Q: I am really upset with my Carolina Panthers' performance. We have two solid running backs, a solid defense and a good quarterback in Cam Newton. I look for Ron Rivera to be fired. What improvements do we need to win the close ones? Something is missing.

Bob in Houston

A: I'm a big fan of Rivera, but it's starting to appear that his fate is sealed. This was supposed to be the season the Panthers went over the top. They haven't. At 1-3, it's hard to think the team can get to nine or 10 wins, which is the number it might take for Rivera to get another year. I felt the team had too many holes coming into the season. It neglected getting more weapons for Newton at wide receiver. I never figured out what the Panthers were doing in the secondary for personnel. They were so short for starters and depth, they were grabbing guys off the street and off the practice squad to start. It's a shame. Newton has the talent to be a nine-win quarterback. Rivera has assembled a formidable front seven, one of the best in football. The team needs to invest heavily at the receiver position and in the secondary.

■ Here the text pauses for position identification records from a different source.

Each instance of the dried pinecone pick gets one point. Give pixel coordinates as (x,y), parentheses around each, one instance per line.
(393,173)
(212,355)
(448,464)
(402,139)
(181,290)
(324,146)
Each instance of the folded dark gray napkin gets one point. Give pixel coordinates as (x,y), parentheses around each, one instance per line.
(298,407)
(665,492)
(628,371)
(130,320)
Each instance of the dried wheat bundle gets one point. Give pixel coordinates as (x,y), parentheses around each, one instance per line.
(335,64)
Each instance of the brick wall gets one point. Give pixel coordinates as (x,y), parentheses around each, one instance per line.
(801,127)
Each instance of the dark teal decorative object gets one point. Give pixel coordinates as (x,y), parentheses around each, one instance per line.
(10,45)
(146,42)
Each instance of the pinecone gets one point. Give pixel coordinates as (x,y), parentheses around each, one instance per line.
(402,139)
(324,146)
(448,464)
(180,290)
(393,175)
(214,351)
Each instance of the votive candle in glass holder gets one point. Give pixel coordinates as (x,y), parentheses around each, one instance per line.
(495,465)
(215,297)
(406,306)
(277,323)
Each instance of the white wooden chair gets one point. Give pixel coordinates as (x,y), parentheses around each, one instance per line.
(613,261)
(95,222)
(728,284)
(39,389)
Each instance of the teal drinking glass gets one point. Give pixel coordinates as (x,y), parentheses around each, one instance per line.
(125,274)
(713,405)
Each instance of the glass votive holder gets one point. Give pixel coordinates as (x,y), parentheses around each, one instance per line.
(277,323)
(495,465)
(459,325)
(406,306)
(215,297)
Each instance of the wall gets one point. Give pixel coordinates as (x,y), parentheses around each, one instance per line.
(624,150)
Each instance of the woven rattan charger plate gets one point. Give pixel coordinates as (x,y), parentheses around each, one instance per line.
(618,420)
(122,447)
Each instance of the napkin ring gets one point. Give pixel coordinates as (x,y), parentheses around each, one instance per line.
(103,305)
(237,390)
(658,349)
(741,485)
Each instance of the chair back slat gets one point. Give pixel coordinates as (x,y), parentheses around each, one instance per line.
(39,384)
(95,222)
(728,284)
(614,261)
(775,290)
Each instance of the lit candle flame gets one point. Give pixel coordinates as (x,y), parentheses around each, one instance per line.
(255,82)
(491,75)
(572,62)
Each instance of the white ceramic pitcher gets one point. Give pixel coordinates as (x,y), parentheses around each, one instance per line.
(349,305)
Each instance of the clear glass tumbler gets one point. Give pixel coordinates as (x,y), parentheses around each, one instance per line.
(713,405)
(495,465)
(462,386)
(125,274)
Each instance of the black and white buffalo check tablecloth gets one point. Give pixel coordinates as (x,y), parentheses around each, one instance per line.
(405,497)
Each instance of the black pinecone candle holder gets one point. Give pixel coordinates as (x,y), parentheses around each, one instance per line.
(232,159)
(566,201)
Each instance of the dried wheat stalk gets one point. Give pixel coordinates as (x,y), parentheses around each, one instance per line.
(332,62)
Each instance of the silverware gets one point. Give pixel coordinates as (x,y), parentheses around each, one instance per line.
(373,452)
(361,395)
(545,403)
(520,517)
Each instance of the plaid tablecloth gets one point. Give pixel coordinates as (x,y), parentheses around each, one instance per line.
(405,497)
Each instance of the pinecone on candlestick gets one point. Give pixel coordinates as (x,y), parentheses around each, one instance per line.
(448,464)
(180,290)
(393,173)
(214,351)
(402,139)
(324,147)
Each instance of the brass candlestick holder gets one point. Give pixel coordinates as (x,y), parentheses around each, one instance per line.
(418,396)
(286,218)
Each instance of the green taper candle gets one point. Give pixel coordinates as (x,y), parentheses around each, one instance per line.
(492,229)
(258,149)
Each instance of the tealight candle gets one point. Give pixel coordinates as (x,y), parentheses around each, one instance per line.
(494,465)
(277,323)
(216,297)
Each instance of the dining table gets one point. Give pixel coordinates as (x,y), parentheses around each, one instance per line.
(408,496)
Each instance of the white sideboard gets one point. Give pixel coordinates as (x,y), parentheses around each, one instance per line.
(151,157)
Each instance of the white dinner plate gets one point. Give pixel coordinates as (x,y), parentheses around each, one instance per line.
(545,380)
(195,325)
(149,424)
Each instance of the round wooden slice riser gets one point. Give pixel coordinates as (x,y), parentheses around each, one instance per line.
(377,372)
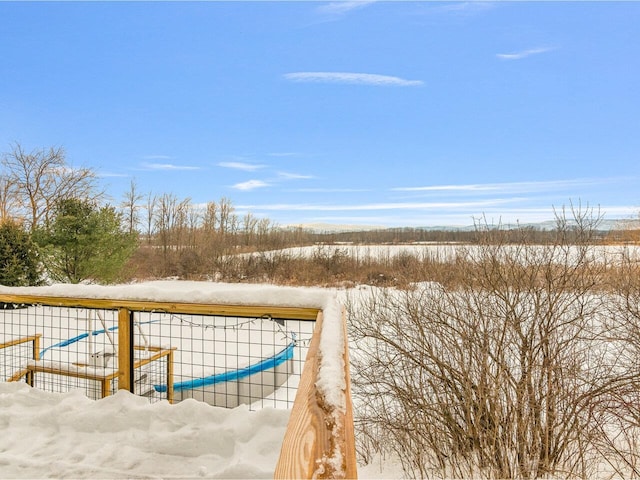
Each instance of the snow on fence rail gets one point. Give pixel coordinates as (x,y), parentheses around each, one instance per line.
(168,340)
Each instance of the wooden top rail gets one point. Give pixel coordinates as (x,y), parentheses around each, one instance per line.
(319,441)
(18,341)
(291,313)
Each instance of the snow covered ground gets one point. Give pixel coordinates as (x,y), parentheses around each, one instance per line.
(47,435)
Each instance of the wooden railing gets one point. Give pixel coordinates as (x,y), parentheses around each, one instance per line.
(35,355)
(319,441)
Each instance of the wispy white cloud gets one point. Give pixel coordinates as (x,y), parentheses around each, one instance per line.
(352,79)
(383,206)
(251,185)
(111,174)
(344,6)
(167,166)
(293,176)
(247,167)
(330,190)
(508,187)
(523,53)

Q: Kiko Alonso is on track to record 141 tackles and 13 interceptions. Right now I think he is the unquestionable Defensive Rookie of the Year. What does he need to do to get more recognition?

Derek in Denver

A: I would agree. Normally, a linebacker emerges as the top defensive rookie in the vote unless there are pass-rushers who can get more than a dozen sacks. I don't see a pass-rusher doing that this year. I predicted the Chargers' Manti Te'o because I thought he would get more than 100 tackles as a three-down linebacker, but he missed three games with a foot injury. I think the Bills' Alonso has jumped into the lead.

Q: With the increased specialization of kickers, you'd think rather than booming a kick into the end zone for a touchback, they'd learn to kick the ball higher for more hang time and have it land at the 1-2 yard line, forcing a return and a likely tackle near the 15-yard line. Have you heard any kickers practicing this approach?

Bob in Philadelphia

A: I haven't heard of any one kicker doing that, but I'm sure it's on the minds of a lot of special-teams coaches. Only 303 of 804 kickoffs were returned in the first five weeks of the season. That's down 94 from the previous year at this time. Good returners feel as though they have the edge if they can get a kick 6 yards deep in the end zone. It would be hard for a kicker to hang the ball up for 72 yards and have the special-teams coach confident his coverage team would be there in time. But if teams start finding kickoff specialists with great hang time on 72-yard kicks and they are consistent, they would try them.